I do a GREP find-and-replace with the following search string:
^[(backslash)l(backslash)u(backslash)d, (backslash).-"'(backslash)((backslash))]+(Sorry, but my backslash characters get munged when I post.)
This finds strings starting at the beginning of a paragraph, and consisting of upper- and lowercase letters, commas, spaces, periods, hyphens, single- and double quotes, parentheses, and digits (for the heck of it): characters that appear in people’s names in Roman-based languages. When InDesign encounters the tab character, it stops the match. I restrict this search to text with the paragraph style I applied to all the listings.
I replace this string with a special character style. I include a special color with this character style so it will be easy to see what has been matched and what hasn’t. Then I run the IndexMatic script on this character style.
It only took a few seconds for InDesign to apply this character style to 6200+ names, and about 10 minutes for IndexMatic to crank out the index.

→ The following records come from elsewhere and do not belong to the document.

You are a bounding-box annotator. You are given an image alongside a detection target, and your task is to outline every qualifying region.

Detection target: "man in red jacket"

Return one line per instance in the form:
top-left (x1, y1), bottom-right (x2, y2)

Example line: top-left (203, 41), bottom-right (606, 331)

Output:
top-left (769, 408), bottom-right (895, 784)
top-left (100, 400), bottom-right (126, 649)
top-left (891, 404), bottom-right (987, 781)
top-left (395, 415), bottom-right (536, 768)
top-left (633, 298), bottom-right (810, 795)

Compare that to hours doing it by hand or even with a keystroke-saving macro.
I couldn’t have done it without stuff I learned from this site, so… thanks!
I need to make an index (first ever for me) and this script seems to be just the thing I need, but I have two questions:
Can the script search for multi-word keywords (example: radiator coupling) and create multi-word index-words without having to do a find & replace on the word list my customer will have to supply?
And, is it preferable to have words that have multiple spellings or abbreviations mentioned once using the > operator, or to simply mention every spelling?